# FCLayer의 Backpropagation을 이용한 weight update실습

다음과 같은 내용을 손글씨 내용정리를 통하여 알고 있습니다!

## Feedforward

$Input : a^\ell$ \
$z^\ell = w^\ell a^{\ell-1} + b^\ell$ and $a^\ell = \sigma(z^\ell)$ &nbsp; where &nbsp; $\ell = 2,3, ... L$ 


## Backward
output error : $\delta^l = {\partial L\over\partial z^\ell} = {\partial L\over\partial a^\ell} {\partial a^\ell\over\partial z^\ell}$ &nbsp; where &nbsp; $L$ : Loss \
$\delta^\ell = (w^\ell)^Td^{\ell+1} \circledcirc \sigma(z^\ell)$ &nbsp; where &nbsp; $\ell = (\ell-1), (\ell-2), ... 2$
* 이때 실습에서는 MSELoss를 사용했습니다. \
MSELoss = $\frac{1}{N} \sum_{i=1}^{N}(a^L_i-t_i)^2$ &nbsp; where &nbsp; $t = target$ 


## weight update
$w^\ell$ -> $w^\ell - lr {\partial L\over\partial w^\ell}$ &nbsp; where &nbsp; ${\partial L\over\partial w^\ell} = \delta^\ell (a^{\ell-1})^T$ \
$b^\ell$ -> $b^\ell - lr {\partial L\over\partial b^\ell}$ &nbsp; where &nbsp; ${\partial L\over\partial b^\ell} = \delta^\ell$

# (문제) numpy를 이용한 NumpyNet을 구현 하세요
- 위 내용을 참고하여 아래의 빈칸을 채워 넣으세요
- 아래 파이토치 모델과 동일한 weight update모델을 만드는 것이 목표입니다.
- 아래의 예제문제를 통하여 weight의 변화를 확인하세요!

In [1]:
import numpy as np

class NumpyNet:
    def __init__(self, Weight, Bias, Activation=lambda x: x):
        assert len(Weight) == len(Bias), "prdict와 target의 길이가 같아야합니다."
        self.weight = [np.array(w, dtype=np.float64) for w in Weight]
        self.bias = [np.array(b, dtype=np.float64) for b in Bias]
        self.f = Activation

    def __call__(self, x):
        return self.forward(x)

    def forward(self, x):
        if not isinstance(type(x), np.ndarray):
            x = np.array(x, dtype=np.float64)

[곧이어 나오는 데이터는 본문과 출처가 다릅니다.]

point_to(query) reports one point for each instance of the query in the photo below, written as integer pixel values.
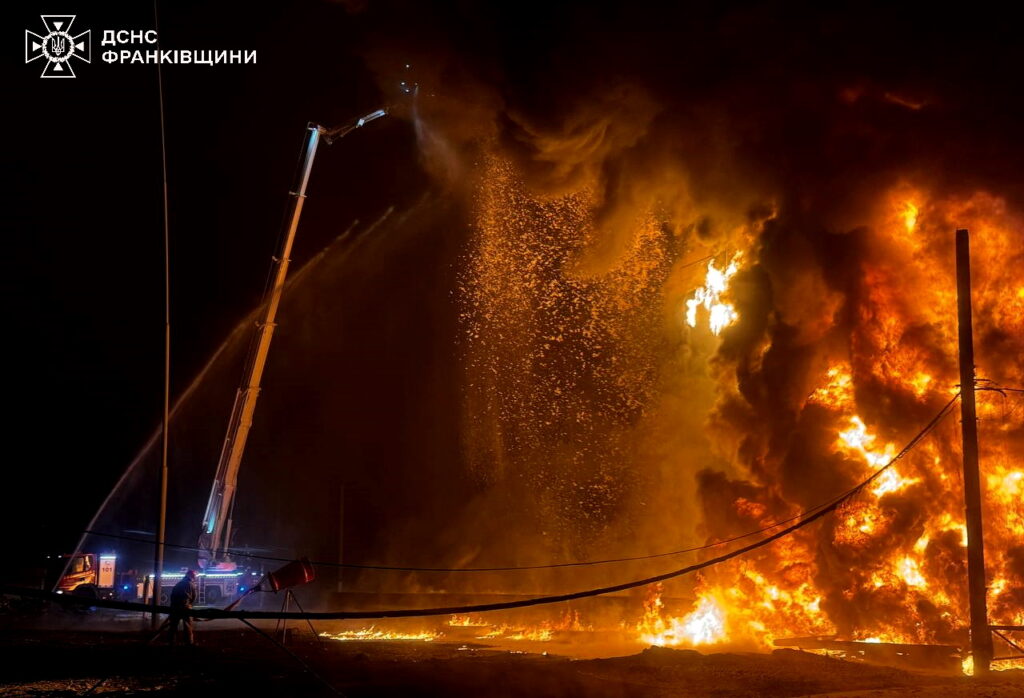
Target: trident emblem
(57, 46)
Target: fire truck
(101, 576)
(219, 578)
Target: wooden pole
(981, 639)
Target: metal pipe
(214, 523)
(165, 418)
(981, 639)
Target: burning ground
(695, 278)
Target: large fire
(712, 297)
(807, 400)
(901, 578)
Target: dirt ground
(241, 662)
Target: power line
(910, 444)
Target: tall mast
(216, 533)
(981, 638)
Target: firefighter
(182, 597)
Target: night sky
(84, 289)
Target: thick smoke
(604, 149)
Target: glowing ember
(720, 313)
(909, 215)
(373, 633)
(704, 625)
(858, 439)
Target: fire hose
(209, 613)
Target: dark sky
(84, 289)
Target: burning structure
(699, 287)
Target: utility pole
(981, 638)
(158, 561)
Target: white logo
(57, 46)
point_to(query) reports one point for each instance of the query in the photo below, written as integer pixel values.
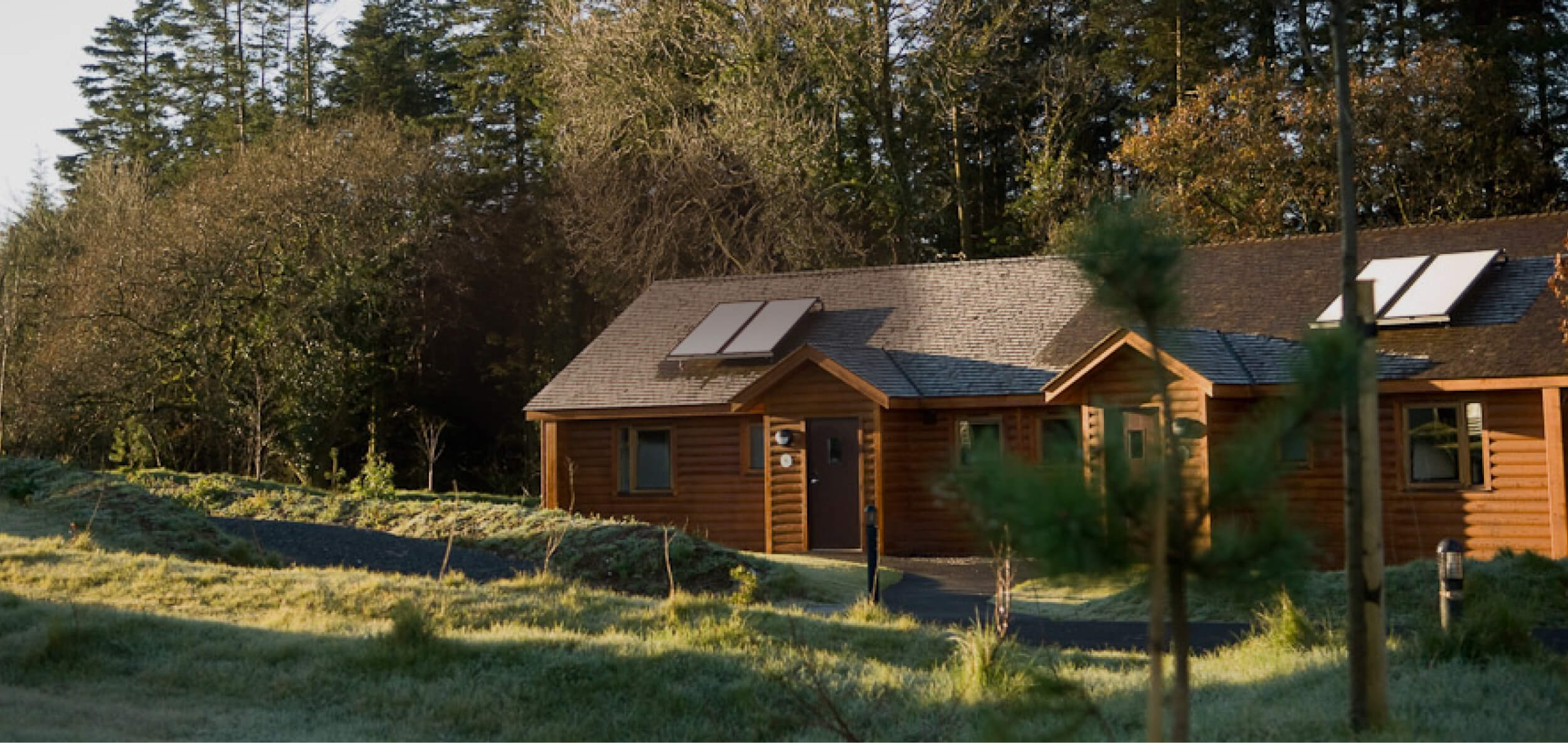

        self.forward_result = [x]
        for w, b in zip(self.weight, self.bias):
            z = w @ x + b
            x = self.f(z)
            self.forward_result.append(z)
        return x

    def backward(self, predict, target, h=1e-8):
        assert len(predict) == len(target), "prdict와 target의 길이가 같아야합니다."
        
        loss = self.mse_loss(predict, target)
        for idx in range(len(self.weight) - 1, 0, -1):
            w = self.weight[idx]
            d = self.backward_result[-1]
            z = self.forward_result[idx]
            new_d = (w.T @ d) * self.diff(self.f, z, h)
            self.backward_result.insert(0, new_d)
        return loss

    def weight_update(self, lr=0.01):
        fr = [np.expand_dims(f, 0) for f in self.forward_result[:-1]]
        br = [np.expand_dims(b, 1) for b in self.backward_result]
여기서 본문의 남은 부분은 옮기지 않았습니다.